Managing infrastructure is for life

Photo by Marcus Spiske, from unsplash.com

‘I wish it need not have happened in my time,’ said Frodo.
‘So do I,’ said Gandalf, ‘and so do all who live to see such times. But that is not for them to decide. All we have to decide is what to do with the time that is given us.’*

What do envy and the attitudes of some people responsible for infrastructure at this time have in common?

Wishing things were different, instead of getting down and actively working to change things.

This was prompted by a conversation last week with an Asset Manager struggling to get their executive to stop moaning about how unlucky it all is, and start planning for what’s going to be needed going forward from Covid-19.  People paid a goodly amount of money to take responsibility, who instead are acting like victims: everything would have been ok, if only….

Wanting the world on your own terms is not a strategy. Managing assets is for life, not just for Christmas, not just the good times.

It made me think again how vital the principle of honesty is for good infrastructure management.  Chris Lloyd and Charles Johnson in their Seven Revelations of Asset Management (Assets, May 2014) put it like this: Asset Management demands openness about past performance. We have to face up to what’s gone on before, how well (or how badly) the assets are doing.

But we also have to honestly face up to change – even when it looks calamitous. That is what responsibility means.

Even discussing the deadly sins soon comes round to Asset Management!

The serious point is how we build up that sense of responsibility, in ourselves and in top management, to do our level best with what we have taken on.  To commit to be better informed, better trained, to learn from best practice and to live it. 

No-one forces anyone else to involve themselves in crucial infrastructure. You do not have to apply to be CEO of a public service, or run for election to the Council – but, having made that choice, it’s not a cushy number.

*J.R.R. Tolkien, The Fellowship of the Ring

AM in the 4th Dimension

Red Rocks Park, Colorado, with yellow rabbitbrush

I woke up with a start last week thinking: good Asset Management is all about time.

We tend to think of managing physical assets being about space – things, in systems and networks, on sites.  But this is what we inherit from Engineering.  Engineers manage space, things in space. But we do not train them to consider the fourth dimension: what these things in space will look like, or deliver, in ten, or fifty, or a hundred years’ time.

I mean, it is hard enough to design a functioning system: to think beyond individual assets or components, to how they all work together.  Our engineering training is not always that successful in getting us to think in systems, and how the whole adds up to something other than all the pieces: to deliver the services our organisations and our communities require.  We still have some way to go to this ‘alignment’ from assets to output, let alone outcome.  And system interactions can be difficult, especially if they cross discipline and silo boundaries.

But, unfortunately, we have to go even beyond this.

Lou Cripps of RTD Denver describes a good Asset Management practitioner as a time traveller. Managing for the future, based on where we are now, and informed by historical experiences and data. With physical systems, we always have to start where we are now, to be grounded in the physical realities, not floating free in blue skies.  And we need the historical experience to be able to project forward, through modelling in its widest sense.

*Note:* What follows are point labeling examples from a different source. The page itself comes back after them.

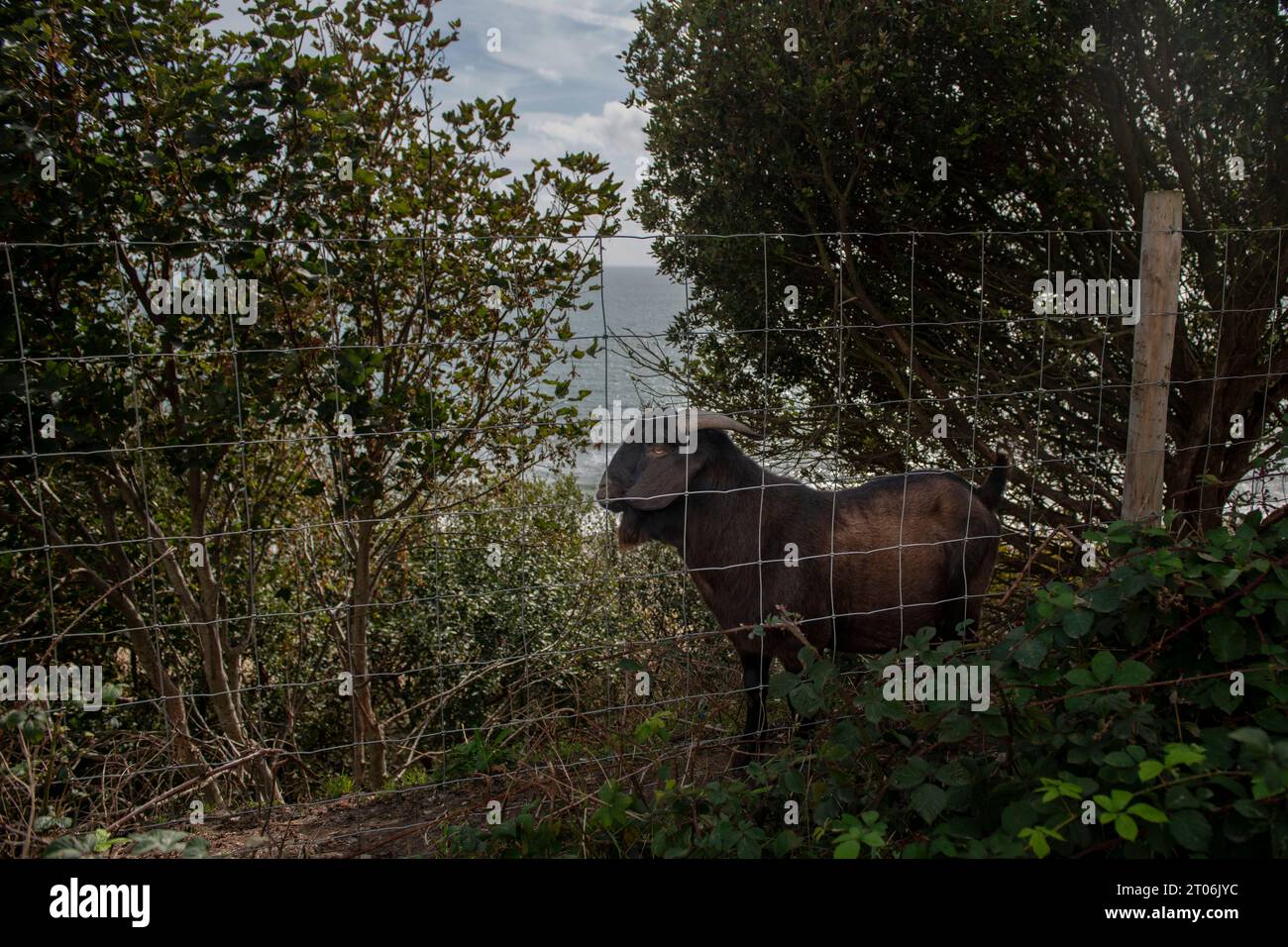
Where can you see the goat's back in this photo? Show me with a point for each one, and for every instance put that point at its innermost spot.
(910, 552)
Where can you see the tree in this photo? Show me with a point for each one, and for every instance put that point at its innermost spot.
(1050, 142)
(185, 444)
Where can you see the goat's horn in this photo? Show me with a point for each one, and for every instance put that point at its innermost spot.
(711, 420)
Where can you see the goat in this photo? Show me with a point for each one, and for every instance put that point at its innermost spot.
(897, 554)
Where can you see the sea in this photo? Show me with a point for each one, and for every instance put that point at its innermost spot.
(634, 309)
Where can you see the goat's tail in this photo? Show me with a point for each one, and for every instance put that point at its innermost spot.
(991, 492)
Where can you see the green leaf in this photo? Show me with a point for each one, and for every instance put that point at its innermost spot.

The first engineering manager I worked for described smart engineers as wanting to make leaps unfettered by whatever mess we were currently in.  “With one bound, he was free!’  (This also reminds me of some strategic planners I have met…)

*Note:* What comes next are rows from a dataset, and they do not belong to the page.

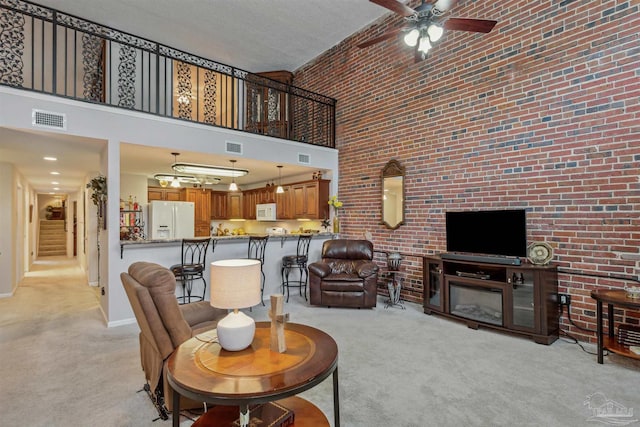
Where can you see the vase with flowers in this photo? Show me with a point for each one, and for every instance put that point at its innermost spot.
(333, 201)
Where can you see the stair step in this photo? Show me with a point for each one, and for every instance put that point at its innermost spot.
(53, 238)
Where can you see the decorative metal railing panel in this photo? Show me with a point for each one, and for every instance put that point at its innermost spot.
(53, 52)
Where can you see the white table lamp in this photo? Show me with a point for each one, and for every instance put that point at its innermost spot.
(235, 284)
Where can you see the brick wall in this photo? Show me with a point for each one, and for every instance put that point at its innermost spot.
(541, 113)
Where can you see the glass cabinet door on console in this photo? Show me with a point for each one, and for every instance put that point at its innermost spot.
(433, 285)
(522, 290)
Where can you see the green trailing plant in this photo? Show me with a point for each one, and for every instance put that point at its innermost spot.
(98, 187)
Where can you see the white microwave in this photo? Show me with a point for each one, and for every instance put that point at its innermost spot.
(266, 212)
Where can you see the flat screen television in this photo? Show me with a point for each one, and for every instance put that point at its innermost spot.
(491, 232)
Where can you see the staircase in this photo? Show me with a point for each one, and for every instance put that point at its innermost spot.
(53, 238)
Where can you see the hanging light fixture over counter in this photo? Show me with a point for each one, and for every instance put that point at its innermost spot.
(197, 169)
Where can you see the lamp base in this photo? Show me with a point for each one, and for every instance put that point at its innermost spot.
(236, 331)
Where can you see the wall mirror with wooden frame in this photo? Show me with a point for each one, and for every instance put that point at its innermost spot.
(393, 194)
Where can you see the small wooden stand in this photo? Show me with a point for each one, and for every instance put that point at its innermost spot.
(278, 320)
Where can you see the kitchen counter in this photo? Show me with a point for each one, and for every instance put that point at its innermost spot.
(173, 242)
(168, 253)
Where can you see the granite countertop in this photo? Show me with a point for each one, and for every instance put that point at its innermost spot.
(244, 236)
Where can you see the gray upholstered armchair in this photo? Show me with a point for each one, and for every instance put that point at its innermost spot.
(346, 276)
(164, 324)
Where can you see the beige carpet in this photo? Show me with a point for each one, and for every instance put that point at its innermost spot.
(62, 367)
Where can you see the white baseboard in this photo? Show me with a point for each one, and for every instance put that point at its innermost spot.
(122, 322)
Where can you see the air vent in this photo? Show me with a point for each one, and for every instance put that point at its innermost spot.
(304, 158)
(47, 119)
(233, 147)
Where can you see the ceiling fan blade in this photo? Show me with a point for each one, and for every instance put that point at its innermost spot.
(385, 36)
(444, 5)
(474, 25)
(394, 6)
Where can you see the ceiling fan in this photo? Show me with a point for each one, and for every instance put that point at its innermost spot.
(426, 24)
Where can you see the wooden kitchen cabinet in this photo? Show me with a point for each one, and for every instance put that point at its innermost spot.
(249, 201)
(284, 203)
(310, 198)
(219, 205)
(166, 194)
(202, 200)
(234, 205)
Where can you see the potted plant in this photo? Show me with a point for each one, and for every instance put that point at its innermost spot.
(98, 187)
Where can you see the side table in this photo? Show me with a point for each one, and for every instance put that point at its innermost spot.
(612, 297)
(201, 370)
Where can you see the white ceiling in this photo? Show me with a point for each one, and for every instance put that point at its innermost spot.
(254, 35)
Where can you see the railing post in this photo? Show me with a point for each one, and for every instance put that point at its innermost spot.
(233, 100)
(158, 79)
(54, 54)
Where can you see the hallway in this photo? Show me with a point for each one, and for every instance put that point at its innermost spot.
(61, 365)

A good Asset Manager, I suspect, may be no less ambitious, but focused on something else: the challenge of working from where we are now, whatever that may be, to a sustainable infrastructure future.  Not pinning too much hope on magic to come that might change the basic physical realities, or people, but thinking how the next step could lead to the step after that, how one consequence can lead to another, thinking about time and through time.

What kind of tools do we need to assist us in this?

What kind of education do we need for our Asset Managers of the future?